CORRUPÇÃO NA ADMINISTRAÇÃO PÚBLICA



Mais um "milagre da multiplicação de imóveis" acontece em São Paulo.

Depois do estrondoso caso de Hussain Aref Saab, servidor do APROV, órgão da Secretaria da Habitação da Prefeitura de São Paulo, flagrado com um patrimônio de mais de 100 imóveis, um juiz com salário líquido de 13 mil reais acumula imóveis no valor de R$ 30 milhões em 30 meses.

Um verdadeiro "gênio das finanças"!...



Juiz do Fisco acumula bens de R$ 30 mi em 30 meses

Salário líquido é de R$ 13 mil; Justiça bloqueia patrimônio de magistrado da Fazenda paulista

Fausto Macedo


SÃO PAULO - A Justiça decretou o bloqueio de todos os bens do juiz Élcio Fiori Henriques, do Tribunal de Impostos e Taxas (TIT) da Secretaria da Fazenda do Estado. Agente fiscal de rendas de carreira do Fisco paulista desde 2006, Fiori amealhou patrimônio de R$ 30,75 milhões em imóveis de alto padrão em apenas dois anos e meio - sua remuneração bruta é de R$ 19.490; a líquida é de R$ 13.020.

Ele é suspeito de lavagem de capitais e crime contra a administração pública - como juiz de impostos, segundo os investigadores, teria negociado redução de valores de autuações impostas a pessoas jurídicas.

Duas decisões judiciais congelam sua fortuna, uma da Justiça criminal, outra da 9.ª Vara da Fazenda Pública, que viram risco de ocultação e dilapidação de ativos de Fiori. Foi ordenado o sequestro de 19 imóveis que o juiz incorporou ao seu patrimônio e ao de sua empresa, a JSK Serviços, Investimentos e Participações Ltda., entre 4 de março de 2010 e 5 de outubro de 2012. Parte dos imóveis foi adquirida com dinheiro em espécie, relatam testemunhas.

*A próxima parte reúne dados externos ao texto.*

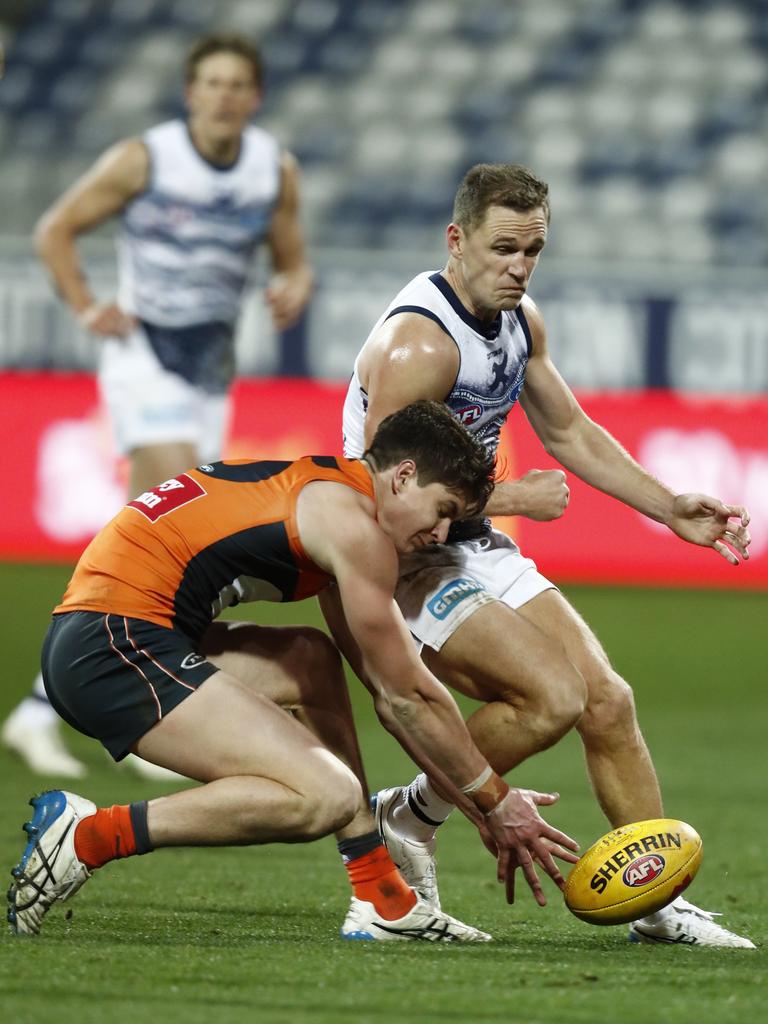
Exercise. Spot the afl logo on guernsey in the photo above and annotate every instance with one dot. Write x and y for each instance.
(643, 870)
(468, 414)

Entre 15 de março de 2010 e 9 de agosto de 2011, o magistrado da Fazenda e a JSK compraram, e posteriormente revenderam, 22 imóveis de luxo. Nessas transações ele desembolsou R$ 1,84 milhão e, pela venda, recebeu R$ 5,66 milhões, lucro de 208%, ou R$ 3,82 milhões. "Mesmo num mercado imobiliário superaquecido, os lucros obtidos são desproporcionais e fora dos padrões observados no mercado", diz o Ministério Público.

Os investigadores apontam para o "incrível acúmulo de riqueza de Fiori". Além dos imóveis adquiridos e revendidos, entre 4 de março de 2010 e 5 de outubro de 2012, Fiori comprou em nome próprio ou da JSK Serviços outros 19 apartamentos residenciais e salas comerciais, que registrou por R$ 15,28 milhões. O valor real empregado na aquisição dos bens é estimado em R$ 30,75 milhões.

Operação. A investigação sobre o enriquecimento relâmpago do magistrado tem base na Operação Lava-Rápido - missão da Polícia Federal e da Procuradoria da República que desarticulou organização criminosa infiltrada em setores da Fazenda para se apoderar de processos fiscais de empresas autuadas.

O TIT, composto de 16 Câmaras, é vinculado à Coordenadoria de Administração Tributária da Fazenda. Os juízes podem ser representantes da Fazenda ou dos contribuintes. Os juízes servidores públicos são indicados pela Fazenda e pela Procuradoria-Geral do Estado. Os que representam contribuintes são indicados por entidades de diversos setores envolvidos com a tributação estadual.

Em 2008, com apenas dois anos na Fazenda, Fiori foi designado para as funções de assistente fiscal no TIT e assumiu cadeira de juiz, participando de julgamentos de impugnações e recursos contra autuações milionárias. Agora, é suplente na 16.ª Câmara Julgadora.

Os investigadores suspeitam que Fiori construiu seu tesouro "mediante numerário possivelmente proveniente de crime de corrupção passiva". Antes de assumir a função de juiz de impostos, em sua declaração de Imposto de Renda, exercício 2007, não constava nenhum bem imóvel. O acréscimo patrimonial coincidiu com o período da nomeação de Fiori no TIT.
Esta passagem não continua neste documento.